Gardarem les embouteillages !

 

Chaque samedi d'hiver notre riante vallée est animée par le spectacle attendrissant de nos chers touristes confortablement installés dans leurs véhicules dans la douce chaleur procurée par le chauffage des moteurs, petits bijoux de rendement énergétique et qui nous apportent un peu de l'air odorant d'une grande métropole.

Ceux qui ont des enfants savent le bonheur que procurent ces heures d'attente en famille dans les embouteillages et comment ce temps passé à admirer le paysage permet d'accumuler de l'énergie pour mieux apprécier ensuite les joies des sports d'hiver.

Ceux qui parmi nous travaillent dans les structures d'accueil, de transport, de nettoyage ont, le temps d'un samedi, l'occasion de se surpasser et de se débarrasser en quelques heures de l'essentiel du travail de la semaine. Les commerçants prennent le temps de souffler un peu: tant que les gens sont dans les voitures ils n'encombrent pas les magasins.

Mais les aspects positifs de ces petites fêtes hebdomadaires ne s'arrêtent pas là: la douzaine de samedis bouchonneux permet de justifier auprès des pouvoirs publics l'impérieuse nécessité de transformer un fond de vallée notoirement improductif (de l'herbe et des vergers alors que nous entamons le 3° millénaire! ) en route à 4 voies, judicieusement rétrécie par endroits afin de ne pas tuer trop vite la poule aux œufs d'or. Pêcheurs, kayakistes et autres contemplatifs sauront par exemple apprécier la majesté audacieuse des ouvrages d'art de la déviation de Centron.

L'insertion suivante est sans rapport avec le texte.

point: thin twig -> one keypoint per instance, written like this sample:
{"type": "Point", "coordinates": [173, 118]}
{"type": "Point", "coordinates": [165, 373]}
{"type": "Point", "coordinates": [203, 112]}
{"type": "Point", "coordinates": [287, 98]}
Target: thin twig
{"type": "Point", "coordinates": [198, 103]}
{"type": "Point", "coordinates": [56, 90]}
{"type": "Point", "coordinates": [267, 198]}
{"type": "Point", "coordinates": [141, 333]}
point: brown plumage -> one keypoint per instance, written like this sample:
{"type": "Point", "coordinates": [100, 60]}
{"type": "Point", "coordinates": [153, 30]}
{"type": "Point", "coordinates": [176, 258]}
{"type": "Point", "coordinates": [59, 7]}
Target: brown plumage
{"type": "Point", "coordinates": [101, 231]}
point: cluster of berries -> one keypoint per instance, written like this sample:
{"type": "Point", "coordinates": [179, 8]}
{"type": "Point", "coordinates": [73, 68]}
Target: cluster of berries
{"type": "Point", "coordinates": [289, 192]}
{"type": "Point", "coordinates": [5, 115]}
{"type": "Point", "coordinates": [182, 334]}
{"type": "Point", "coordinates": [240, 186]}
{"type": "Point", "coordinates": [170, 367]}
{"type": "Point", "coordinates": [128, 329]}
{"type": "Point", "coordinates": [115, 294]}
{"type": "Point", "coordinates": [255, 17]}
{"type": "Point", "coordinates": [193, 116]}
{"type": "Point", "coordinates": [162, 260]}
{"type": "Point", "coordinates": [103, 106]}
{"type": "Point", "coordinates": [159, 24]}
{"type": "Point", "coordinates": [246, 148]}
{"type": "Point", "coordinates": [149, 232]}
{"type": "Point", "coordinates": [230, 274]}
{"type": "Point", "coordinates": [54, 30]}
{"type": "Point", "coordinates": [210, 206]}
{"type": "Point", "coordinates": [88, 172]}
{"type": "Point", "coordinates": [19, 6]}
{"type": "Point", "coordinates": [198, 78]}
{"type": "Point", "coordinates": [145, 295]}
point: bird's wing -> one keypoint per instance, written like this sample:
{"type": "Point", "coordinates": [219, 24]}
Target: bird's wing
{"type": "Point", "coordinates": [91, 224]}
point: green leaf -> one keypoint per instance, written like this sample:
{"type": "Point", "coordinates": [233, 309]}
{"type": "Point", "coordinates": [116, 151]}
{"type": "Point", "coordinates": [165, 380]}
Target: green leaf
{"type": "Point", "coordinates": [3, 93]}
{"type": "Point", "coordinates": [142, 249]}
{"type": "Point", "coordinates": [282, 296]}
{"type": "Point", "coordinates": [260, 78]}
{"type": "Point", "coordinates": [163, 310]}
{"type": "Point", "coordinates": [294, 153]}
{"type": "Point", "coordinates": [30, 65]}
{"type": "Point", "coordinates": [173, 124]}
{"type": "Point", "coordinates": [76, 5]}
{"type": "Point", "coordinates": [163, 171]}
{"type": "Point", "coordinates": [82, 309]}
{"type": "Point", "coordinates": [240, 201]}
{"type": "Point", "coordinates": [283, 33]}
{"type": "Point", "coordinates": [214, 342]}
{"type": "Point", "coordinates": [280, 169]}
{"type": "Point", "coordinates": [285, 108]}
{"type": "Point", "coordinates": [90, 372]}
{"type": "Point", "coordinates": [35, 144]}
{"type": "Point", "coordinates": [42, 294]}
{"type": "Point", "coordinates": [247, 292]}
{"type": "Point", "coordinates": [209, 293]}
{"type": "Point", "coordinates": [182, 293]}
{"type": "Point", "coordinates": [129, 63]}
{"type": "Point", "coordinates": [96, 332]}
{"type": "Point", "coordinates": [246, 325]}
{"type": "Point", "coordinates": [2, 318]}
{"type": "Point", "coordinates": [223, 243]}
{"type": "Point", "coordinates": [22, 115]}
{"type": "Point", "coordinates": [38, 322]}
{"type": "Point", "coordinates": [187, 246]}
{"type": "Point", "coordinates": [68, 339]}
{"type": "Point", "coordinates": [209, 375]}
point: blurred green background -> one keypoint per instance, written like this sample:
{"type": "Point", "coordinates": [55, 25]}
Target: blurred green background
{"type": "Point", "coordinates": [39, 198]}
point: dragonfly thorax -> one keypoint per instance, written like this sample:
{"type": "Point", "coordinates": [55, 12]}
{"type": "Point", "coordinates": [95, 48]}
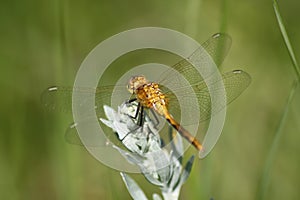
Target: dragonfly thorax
{"type": "Point", "coordinates": [148, 94]}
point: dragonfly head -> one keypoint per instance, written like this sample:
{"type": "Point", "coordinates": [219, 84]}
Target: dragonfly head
{"type": "Point", "coordinates": [135, 82]}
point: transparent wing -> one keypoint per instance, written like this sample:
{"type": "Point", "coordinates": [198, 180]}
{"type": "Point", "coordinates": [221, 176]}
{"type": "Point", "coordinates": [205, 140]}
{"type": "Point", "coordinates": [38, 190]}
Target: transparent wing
{"type": "Point", "coordinates": [235, 82]}
{"type": "Point", "coordinates": [60, 98]}
{"type": "Point", "coordinates": [215, 48]}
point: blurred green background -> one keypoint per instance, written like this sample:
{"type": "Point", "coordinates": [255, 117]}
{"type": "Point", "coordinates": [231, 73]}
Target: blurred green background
{"type": "Point", "coordinates": [44, 42]}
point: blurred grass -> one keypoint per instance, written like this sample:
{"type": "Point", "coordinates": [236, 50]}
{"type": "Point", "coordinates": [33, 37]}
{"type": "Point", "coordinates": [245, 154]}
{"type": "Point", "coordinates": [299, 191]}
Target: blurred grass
{"type": "Point", "coordinates": [265, 180]}
{"type": "Point", "coordinates": [43, 44]}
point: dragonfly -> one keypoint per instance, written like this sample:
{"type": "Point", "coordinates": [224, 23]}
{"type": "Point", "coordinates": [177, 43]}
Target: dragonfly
{"type": "Point", "coordinates": [155, 95]}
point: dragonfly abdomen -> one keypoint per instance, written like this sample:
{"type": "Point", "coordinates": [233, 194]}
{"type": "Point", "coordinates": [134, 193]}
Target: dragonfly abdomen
{"type": "Point", "coordinates": [183, 132]}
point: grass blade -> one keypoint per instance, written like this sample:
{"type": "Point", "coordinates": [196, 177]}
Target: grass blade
{"type": "Point", "coordinates": [274, 147]}
{"type": "Point", "coordinates": [286, 39]}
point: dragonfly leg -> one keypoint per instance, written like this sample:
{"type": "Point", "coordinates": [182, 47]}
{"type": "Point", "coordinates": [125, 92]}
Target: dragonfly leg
{"type": "Point", "coordinates": [156, 123]}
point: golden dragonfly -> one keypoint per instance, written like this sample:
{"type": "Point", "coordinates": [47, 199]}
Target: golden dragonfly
{"type": "Point", "coordinates": [155, 96]}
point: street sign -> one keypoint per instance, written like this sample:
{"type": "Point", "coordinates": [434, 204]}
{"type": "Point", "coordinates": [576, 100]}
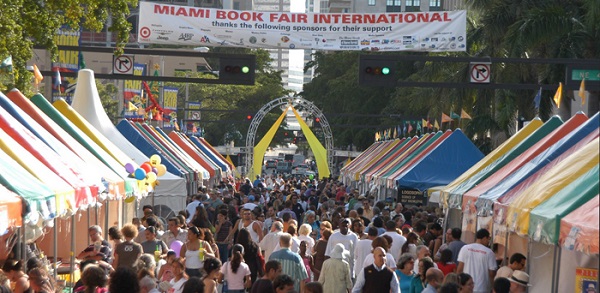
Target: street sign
{"type": "Point", "coordinates": [480, 72]}
{"type": "Point", "coordinates": [123, 64]}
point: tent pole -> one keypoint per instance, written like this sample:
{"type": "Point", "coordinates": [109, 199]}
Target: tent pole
{"type": "Point", "coordinates": [556, 280]}
{"type": "Point", "coordinates": [106, 214]}
{"type": "Point", "coordinates": [72, 253]}
{"type": "Point", "coordinates": [55, 249]}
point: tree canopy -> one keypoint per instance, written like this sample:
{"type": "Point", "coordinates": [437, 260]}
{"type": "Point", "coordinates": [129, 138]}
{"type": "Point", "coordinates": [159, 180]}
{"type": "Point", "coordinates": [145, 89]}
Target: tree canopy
{"type": "Point", "coordinates": [28, 23]}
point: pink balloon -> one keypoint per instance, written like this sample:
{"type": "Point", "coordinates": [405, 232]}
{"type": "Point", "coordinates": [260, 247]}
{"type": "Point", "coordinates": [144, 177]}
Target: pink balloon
{"type": "Point", "coordinates": [176, 246]}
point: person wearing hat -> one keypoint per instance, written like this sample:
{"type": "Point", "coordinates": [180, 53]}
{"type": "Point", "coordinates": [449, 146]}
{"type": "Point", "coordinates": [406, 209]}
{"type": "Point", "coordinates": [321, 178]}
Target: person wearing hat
{"type": "Point", "coordinates": [376, 277]}
{"type": "Point", "coordinates": [345, 237]}
{"type": "Point", "coordinates": [335, 273]}
{"type": "Point", "coordinates": [519, 281]}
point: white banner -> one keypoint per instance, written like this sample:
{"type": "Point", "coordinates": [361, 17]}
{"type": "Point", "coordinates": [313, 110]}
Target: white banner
{"type": "Point", "coordinates": [439, 31]}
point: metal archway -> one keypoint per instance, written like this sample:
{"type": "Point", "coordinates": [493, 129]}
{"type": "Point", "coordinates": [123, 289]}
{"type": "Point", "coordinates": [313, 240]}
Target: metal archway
{"type": "Point", "coordinates": [296, 102]}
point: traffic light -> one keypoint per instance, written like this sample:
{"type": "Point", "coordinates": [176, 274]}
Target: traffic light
{"type": "Point", "coordinates": [237, 69]}
{"type": "Point", "coordinates": [377, 70]}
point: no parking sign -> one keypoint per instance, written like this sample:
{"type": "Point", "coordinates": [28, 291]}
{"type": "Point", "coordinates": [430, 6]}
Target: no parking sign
{"type": "Point", "coordinates": [480, 72]}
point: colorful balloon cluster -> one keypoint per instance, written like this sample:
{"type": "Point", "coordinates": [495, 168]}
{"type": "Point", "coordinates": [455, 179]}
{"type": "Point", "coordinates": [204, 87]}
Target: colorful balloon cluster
{"type": "Point", "coordinates": [150, 170]}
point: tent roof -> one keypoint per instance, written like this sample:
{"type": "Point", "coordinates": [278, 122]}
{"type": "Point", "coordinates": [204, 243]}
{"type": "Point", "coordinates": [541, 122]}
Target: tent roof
{"type": "Point", "coordinates": [492, 157]}
{"type": "Point", "coordinates": [544, 222]}
{"type": "Point", "coordinates": [444, 163]}
{"type": "Point", "coordinates": [528, 173]}
{"type": "Point", "coordinates": [455, 195]}
{"type": "Point", "coordinates": [131, 186]}
{"type": "Point", "coordinates": [579, 229]}
{"type": "Point", "coordinates": [436, 139]}
{"type": "Point", "coordinates": [550, 183]}
{"type": "Point", "coordinates": [46, 129]}
{"type": "Point", "coordinates": [148, 148]}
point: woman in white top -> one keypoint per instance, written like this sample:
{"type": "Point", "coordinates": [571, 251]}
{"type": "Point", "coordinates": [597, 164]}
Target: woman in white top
{"type": "Point", "coordinates": [179, 276]}
{"type": "Point", "coordinates": [195, 251]}
{"type": "Point", "coordinates": [305, 230]}
{"type": "Point", "coordinates": [381, 241]}
{"type": "Point", "coordinates": [235, 270]}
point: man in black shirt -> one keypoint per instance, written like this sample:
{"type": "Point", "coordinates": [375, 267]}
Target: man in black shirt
{"type": "Point", "coordinates": [265, 284]}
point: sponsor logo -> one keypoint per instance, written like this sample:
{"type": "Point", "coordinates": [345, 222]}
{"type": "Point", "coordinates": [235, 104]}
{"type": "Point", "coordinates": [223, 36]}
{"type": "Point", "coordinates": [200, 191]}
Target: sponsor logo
{"type": "Point", "coordinates": [186, 36]}
{"type": "Point", "coordinates": [205, 39]}
{"type": "Point", "coordinates": [145, 32]}
{"type": "Point", "coordinates": [349, 42]}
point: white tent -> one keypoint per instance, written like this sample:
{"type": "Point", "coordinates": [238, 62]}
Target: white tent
{"type": "Point", "coordinates": [86, 102]}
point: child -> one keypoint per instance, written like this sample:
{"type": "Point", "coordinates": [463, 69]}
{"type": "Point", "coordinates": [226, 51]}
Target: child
{"type": "Point", "coordinates": [166, 270]}
{"type": "Point", "coordinates": [307, 259]}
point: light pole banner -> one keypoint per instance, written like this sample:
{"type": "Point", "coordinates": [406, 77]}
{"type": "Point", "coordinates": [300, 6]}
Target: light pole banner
{"type": "Point", "coordinates": [434, 31]}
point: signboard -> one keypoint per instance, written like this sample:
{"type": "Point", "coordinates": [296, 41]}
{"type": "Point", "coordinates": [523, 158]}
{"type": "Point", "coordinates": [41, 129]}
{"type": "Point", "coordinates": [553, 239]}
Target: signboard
{"type": "Point", "coordinates": [433, 31]}
{"type": "Point", "coordinates": [412, 197]}
{"type": "Point", "coordinates": [480, 72]}
{"type": "Point", "coordinates": [586, 280]}
{"type": "Point", "coordinates": [123, 64]}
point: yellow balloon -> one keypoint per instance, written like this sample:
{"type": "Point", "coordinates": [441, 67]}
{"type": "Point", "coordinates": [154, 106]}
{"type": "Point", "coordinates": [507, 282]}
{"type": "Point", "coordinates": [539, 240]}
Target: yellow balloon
{"type": "Point", "coordinates": [155, 160]}
{"type": "Point", "coordinates": [162, 169]}
{"type": "Point", "coordinates": [151, 177]}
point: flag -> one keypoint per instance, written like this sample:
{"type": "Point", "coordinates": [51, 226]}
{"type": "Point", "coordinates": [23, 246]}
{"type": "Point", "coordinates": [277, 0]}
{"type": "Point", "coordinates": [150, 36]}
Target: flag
{"type": "Point", "coordinates": [558, 95]}
{"type": "Point", "coordinates": [80, 61]}
{"type": "Point", "coordinates": [446, 118]}
{"type": "Point", "coordinates": [131, 107]}
{"type": "Point", "coordinates": [464, 114]}
{"type": "Point", "coordinates": [538, 99]}
{"type": "Point", "coordinates": [6, 63]}
{"type": "Point", "coordinates": [37, 75]}
{"type": "Point", "coordinates": [57, 80]}
{"type": "Point", "coordinates": [582, 91]}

Les fonds publics trouvent ici une excellente occasion de soutenir l'activité des entreprises de travaux tout en épongeant un peu les excédents budgétaires.

 

De dangereux extrémistes essayent perfidement de saper cette belle organisation en tentant de persuader certains responsables de structures d'accueil de proposer à une partie de leur clientèle des séjours non plus du samedi au samedi mais du dimanche au dimanche ou du vendredi au vendredi, voire même des séjours plus courts qui mettraient en péril notre mode de vie en ouvrant les portes de nos stations à des individus qui s'offriraient sans vergogne un jour ou deux de congé afin de rallonger un week-end ( encore un effet pervers des 35 heures ).

Ils ont même le culot de prétendre que les économies réalisées sur les infrastructures routières pourraient permettre d'envisager des incitations fiscales (taxe de séjour, taxe professionnelle..) pour ceux qui seraient prêts à expérimenter leur odieuse combine.

 

Nous devons réagir rapidement si nous ne voulons pas que cette idée subversive fasse son chemin et mette en péril la production de béton qui fait le charme de notre belle vallée.